Treatment of PH

Treatment of PH

Pulmonary hypertension (PAH) refers to a variety of diseases with different pathophysiologies. Therefore, the efficacy and side effects of drug therapy might not be the same in all types of PH.

First of all, PH patients should be advised not to exercise too much, since this causes a dramatic increase in pulmonary artery pressure. Oxygen therapy helps to alleviate dyspnea and RV ischemia, and prevents further vasoconstriction.Drug treatment of PH is both specific – aimed at the 3 disturbed pathways – and conventional. The medication has been approved for idiopathic PH, and some types of PH in auto immune disease and interstitial lung disease.

  1. The prostacyclin pathway - Addition of prostacyclin (epoprostenol, treprostinil and iloprost) increases the vasodilation of the lung vessels.
  2. The nitric oxide pathway - Sildenafil (a phosphodiesterase 5 inhibitor) can enhance the action of NO in vasodilation.
  3. The nitric oxide pathway - The effects of elevated ET-1 levels can be inhibited by selective ET-1 receptor antagonists (bosentan, sitaxentan or ambrisentan).

Conventional therapy of PH consists of drugs acting as anticoagulants and antihypertensives. Patients with PH have an increased risk for thrombosis. In this case, mostly oral anticoagulants (coumarines) and thrombocyte aggregation inhibitors (aspirin) are used.

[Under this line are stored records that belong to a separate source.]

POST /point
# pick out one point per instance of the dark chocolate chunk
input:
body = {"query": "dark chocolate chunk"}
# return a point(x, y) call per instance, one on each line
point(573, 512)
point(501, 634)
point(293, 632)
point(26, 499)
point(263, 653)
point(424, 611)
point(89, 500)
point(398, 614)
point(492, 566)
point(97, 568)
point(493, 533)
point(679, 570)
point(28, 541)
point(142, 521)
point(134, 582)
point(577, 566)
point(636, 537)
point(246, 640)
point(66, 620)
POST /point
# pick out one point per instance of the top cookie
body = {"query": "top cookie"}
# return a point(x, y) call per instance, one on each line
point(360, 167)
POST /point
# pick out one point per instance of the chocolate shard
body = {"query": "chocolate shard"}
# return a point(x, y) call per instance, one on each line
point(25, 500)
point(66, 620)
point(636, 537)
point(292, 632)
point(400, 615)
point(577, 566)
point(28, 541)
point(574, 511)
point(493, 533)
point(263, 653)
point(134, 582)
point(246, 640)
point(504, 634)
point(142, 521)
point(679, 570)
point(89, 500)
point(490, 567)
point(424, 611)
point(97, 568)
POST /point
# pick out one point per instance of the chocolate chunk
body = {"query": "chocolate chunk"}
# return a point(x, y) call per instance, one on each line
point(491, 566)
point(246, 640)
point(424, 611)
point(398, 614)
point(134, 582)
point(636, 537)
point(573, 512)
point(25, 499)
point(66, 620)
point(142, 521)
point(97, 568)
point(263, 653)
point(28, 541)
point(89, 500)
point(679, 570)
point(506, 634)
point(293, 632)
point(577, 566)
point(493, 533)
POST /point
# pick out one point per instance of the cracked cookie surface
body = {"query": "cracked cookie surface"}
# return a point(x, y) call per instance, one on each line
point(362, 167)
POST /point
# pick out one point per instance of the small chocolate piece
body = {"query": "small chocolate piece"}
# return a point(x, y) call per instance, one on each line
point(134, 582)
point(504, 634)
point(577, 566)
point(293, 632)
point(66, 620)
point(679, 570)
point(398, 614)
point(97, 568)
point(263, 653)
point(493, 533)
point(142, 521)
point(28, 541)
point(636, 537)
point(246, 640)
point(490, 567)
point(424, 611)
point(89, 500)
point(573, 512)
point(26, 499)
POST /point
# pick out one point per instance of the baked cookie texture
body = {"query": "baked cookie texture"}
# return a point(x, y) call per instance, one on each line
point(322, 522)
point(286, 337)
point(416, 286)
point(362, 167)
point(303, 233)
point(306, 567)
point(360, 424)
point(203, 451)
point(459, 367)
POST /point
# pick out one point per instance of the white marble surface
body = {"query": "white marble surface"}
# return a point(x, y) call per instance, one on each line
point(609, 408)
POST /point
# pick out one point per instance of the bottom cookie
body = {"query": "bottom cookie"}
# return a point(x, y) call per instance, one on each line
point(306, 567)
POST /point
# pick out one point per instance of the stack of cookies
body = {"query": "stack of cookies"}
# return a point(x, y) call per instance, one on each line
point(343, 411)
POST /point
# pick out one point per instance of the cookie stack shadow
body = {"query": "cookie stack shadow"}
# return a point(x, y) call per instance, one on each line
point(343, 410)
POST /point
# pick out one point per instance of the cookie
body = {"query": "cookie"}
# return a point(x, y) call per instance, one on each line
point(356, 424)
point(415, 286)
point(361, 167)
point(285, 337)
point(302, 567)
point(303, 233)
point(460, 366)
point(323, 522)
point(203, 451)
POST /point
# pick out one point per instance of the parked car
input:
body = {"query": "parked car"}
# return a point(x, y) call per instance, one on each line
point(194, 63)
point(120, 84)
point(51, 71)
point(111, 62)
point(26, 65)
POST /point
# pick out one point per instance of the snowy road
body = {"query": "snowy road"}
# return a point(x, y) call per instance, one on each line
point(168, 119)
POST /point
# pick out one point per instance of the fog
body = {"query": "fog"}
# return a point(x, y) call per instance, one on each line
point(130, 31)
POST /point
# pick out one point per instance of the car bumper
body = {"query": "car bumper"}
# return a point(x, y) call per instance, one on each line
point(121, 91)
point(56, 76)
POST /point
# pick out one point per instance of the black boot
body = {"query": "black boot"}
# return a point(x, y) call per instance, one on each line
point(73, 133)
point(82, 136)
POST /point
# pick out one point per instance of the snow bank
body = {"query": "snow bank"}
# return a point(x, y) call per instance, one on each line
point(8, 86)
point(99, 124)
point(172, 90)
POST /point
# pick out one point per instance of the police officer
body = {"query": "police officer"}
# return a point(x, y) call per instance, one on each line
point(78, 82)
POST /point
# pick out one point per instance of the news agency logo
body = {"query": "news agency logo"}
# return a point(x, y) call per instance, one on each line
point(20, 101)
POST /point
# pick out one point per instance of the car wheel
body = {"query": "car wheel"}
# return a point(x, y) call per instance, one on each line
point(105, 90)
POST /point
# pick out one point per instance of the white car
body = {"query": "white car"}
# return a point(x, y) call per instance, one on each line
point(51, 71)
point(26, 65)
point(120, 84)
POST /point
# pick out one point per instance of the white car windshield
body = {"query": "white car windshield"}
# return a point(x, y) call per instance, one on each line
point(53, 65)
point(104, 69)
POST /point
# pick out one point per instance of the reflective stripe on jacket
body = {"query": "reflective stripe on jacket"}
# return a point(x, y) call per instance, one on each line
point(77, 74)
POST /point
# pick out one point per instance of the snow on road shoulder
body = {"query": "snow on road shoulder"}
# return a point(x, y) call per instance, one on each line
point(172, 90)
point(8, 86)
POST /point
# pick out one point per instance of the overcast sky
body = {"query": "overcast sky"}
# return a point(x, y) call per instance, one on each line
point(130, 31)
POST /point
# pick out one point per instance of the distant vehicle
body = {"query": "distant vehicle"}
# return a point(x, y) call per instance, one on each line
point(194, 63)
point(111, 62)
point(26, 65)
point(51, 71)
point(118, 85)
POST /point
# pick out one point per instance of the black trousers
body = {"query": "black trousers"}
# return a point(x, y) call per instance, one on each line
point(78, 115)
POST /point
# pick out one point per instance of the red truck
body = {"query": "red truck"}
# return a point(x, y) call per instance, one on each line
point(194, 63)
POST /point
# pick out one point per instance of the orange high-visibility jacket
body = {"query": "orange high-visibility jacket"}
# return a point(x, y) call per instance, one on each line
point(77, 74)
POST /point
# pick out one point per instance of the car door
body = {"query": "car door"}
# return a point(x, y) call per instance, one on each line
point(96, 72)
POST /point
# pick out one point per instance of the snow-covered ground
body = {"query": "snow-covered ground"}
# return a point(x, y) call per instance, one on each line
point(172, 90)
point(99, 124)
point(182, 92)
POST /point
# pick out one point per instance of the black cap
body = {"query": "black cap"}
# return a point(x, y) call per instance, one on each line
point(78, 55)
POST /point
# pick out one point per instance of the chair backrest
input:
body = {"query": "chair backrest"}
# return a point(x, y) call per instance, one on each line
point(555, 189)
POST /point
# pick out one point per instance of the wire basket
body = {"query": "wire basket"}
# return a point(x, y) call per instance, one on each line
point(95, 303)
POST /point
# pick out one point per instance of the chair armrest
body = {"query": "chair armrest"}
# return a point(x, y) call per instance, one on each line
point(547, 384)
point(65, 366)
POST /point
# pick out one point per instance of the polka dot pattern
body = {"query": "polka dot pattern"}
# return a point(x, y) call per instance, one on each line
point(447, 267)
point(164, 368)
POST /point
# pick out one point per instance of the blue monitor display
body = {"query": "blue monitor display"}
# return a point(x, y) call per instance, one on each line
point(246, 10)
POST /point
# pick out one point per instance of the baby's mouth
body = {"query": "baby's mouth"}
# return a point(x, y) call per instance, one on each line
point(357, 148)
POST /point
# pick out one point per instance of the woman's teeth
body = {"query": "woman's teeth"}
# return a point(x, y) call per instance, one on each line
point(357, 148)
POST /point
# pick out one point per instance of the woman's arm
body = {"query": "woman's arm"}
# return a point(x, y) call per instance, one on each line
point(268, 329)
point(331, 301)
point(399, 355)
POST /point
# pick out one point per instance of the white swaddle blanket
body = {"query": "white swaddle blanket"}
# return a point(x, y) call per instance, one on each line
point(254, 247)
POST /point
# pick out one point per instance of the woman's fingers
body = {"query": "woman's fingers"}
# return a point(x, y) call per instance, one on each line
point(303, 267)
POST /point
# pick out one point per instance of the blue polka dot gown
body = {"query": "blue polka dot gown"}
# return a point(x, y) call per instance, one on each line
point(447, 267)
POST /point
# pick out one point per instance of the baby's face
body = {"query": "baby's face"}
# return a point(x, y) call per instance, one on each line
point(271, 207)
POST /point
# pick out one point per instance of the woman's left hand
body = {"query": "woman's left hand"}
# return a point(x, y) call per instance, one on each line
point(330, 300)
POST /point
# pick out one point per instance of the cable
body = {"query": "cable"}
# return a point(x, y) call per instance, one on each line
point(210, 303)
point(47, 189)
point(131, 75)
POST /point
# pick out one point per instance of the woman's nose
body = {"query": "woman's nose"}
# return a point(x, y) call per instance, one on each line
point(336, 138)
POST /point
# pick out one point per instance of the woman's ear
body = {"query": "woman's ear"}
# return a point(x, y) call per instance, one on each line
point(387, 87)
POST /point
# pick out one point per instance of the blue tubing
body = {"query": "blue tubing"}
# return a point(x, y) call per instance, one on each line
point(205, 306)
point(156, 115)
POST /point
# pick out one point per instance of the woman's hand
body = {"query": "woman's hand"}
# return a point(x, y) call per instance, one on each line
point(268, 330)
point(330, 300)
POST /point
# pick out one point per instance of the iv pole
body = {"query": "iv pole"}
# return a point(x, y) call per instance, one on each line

Diuretics and calcium channel antagonists are used in order to decrease the pressure in the lung arteries. Diuretics relieve peripheral edema and reduce right ventricular volume overload.

Therapy with calcium channel antagonists (nifedipine and diltiazem) can result in a substantial decrease in pulmonary artery pressure and vascular resistance. Unfortunately, not all patients respond to calcium channel antagonists.